You know the feeling: after a busy afternoon of researching and bookmarking the documentation for a product you just bought, you go back to look for the particular link you logged about installing on weekends. But all the bookmark titles just say “Installing FooFram” with no other clue about that weekend issue. Whoever wrote those chapters needed searchtitle for the web version of that document!
The general point is that if a particular topic title is too long for use in an online table of contents, use navtitle to suggest a shorter version for the processing tools to use for the navigation title. And if the topic title is too abrupt for users who might see it in a bookmark or in search results, use searchtitle to provide more context for that case.
Did you know?
The current DITA 1.2 Spec enigmatically says that a searchtitle “should be displayed by search tools that locate the topic.” This is actually a result of the search process, not a direct effect of building a topic that has a searchtitle. The story behind that statement is that when a DITA topic is built into a standalone Web page, the transforms commonly use the searchtitle content, if available, as the content of that page’s title element. Search engines use this title rather than headings in the body of the document to build their search summaries. Hence, the searchtitle IS what you see whenever a search brings up its link to an HTML topic that was generated from DITA. It wasn’t meant to be confusing; we just managed to make it that way for you!

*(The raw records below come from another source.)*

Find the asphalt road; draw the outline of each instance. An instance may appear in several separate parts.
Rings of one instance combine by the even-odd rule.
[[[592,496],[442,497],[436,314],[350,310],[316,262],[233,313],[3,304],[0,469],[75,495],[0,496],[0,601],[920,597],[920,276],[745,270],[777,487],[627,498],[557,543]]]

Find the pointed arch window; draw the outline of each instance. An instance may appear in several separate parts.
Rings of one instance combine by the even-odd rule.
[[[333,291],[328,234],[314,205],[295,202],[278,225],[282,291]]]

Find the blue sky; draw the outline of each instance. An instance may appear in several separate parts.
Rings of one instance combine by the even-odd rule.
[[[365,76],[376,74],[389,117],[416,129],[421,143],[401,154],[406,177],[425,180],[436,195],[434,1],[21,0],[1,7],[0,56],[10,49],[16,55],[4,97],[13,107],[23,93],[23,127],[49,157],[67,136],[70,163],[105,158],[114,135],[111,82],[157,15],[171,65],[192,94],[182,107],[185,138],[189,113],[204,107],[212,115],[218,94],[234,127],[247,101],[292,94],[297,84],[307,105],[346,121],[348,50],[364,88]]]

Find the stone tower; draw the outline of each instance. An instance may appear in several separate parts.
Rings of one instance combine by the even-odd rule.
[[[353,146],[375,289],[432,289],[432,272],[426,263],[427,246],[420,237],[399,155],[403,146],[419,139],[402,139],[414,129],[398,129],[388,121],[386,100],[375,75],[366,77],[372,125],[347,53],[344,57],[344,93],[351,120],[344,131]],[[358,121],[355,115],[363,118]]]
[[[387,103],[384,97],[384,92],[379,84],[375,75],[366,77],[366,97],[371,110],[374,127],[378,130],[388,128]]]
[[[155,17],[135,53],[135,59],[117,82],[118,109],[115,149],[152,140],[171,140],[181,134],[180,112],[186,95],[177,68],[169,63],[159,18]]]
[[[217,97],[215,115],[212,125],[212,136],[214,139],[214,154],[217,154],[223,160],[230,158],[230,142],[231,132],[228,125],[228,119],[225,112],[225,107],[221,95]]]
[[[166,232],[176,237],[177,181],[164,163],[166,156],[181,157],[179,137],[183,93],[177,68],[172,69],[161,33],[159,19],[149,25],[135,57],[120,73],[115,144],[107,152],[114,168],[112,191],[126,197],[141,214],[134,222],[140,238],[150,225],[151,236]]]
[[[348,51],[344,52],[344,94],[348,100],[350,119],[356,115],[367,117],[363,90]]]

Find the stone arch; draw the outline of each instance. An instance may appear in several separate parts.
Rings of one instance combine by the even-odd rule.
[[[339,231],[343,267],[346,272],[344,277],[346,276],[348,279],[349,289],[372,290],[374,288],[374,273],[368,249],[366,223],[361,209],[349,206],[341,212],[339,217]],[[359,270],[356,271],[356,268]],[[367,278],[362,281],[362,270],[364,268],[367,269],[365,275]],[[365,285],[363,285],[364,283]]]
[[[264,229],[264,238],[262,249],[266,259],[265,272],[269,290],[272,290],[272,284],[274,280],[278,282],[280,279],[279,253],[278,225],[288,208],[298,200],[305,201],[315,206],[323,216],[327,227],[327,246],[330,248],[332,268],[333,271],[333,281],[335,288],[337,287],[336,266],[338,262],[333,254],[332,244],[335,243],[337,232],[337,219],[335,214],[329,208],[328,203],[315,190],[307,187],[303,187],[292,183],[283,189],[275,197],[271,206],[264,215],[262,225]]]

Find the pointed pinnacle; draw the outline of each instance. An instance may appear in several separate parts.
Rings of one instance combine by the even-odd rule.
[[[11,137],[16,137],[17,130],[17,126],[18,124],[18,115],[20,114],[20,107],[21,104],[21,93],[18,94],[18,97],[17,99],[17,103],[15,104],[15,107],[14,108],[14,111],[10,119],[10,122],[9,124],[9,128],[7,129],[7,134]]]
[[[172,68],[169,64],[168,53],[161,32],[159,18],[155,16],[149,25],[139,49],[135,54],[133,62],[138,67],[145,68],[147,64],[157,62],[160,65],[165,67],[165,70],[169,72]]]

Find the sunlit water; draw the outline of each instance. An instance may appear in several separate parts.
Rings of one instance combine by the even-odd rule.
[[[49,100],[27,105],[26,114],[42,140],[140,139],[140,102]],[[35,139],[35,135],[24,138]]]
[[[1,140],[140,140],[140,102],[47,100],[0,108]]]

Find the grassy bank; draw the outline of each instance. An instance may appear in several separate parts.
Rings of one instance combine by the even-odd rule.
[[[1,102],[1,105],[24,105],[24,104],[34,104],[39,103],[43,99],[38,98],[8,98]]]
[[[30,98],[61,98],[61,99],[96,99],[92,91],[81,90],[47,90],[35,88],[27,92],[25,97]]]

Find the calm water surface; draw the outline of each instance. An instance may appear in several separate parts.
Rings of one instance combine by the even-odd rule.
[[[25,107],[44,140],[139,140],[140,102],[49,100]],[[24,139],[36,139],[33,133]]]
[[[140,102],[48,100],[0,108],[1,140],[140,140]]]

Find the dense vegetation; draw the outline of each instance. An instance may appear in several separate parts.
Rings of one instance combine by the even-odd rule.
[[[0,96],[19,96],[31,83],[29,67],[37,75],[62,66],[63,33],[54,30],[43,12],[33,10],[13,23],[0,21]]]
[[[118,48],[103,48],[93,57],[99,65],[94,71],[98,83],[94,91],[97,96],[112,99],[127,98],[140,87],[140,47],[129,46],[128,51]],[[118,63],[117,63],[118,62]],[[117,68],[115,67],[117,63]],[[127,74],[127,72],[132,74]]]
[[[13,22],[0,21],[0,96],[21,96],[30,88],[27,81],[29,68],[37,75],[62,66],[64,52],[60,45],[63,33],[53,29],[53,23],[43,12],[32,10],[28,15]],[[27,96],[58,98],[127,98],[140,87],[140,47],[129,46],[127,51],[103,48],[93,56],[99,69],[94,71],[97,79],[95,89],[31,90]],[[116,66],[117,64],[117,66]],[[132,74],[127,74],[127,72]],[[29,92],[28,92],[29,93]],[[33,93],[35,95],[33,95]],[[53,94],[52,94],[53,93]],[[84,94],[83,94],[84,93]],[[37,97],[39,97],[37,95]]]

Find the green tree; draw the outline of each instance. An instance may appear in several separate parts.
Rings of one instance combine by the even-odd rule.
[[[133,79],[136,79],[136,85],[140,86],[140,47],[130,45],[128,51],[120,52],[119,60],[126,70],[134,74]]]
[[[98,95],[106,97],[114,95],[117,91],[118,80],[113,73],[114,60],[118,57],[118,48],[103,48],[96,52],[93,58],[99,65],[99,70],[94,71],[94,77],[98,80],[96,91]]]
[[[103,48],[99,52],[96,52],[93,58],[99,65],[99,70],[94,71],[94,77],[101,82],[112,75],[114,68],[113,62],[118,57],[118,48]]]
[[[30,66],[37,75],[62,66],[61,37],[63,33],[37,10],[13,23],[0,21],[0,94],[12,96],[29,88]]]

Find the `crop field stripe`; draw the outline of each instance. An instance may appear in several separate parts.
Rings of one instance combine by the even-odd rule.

Now, because this searchtitle is so darned important to search engines, you should use care in creating just the right wording for it. As you can imagine, any advice for writing a good HTML title tag applies to writing a good DITA searchtitle as well. I’ve listed an example of such a guide. Check your organization’s writing guidelines to see if there are particular web publishing goals for the HTML title tag (and by implication the DITA searchtitle element).
If you leave off the searchtitle, output transforms will generate one for you, generally from the topic’s title. And just as with the “Installing FooFram” example, this may be less than optimal for what someone doing a search may expect to find!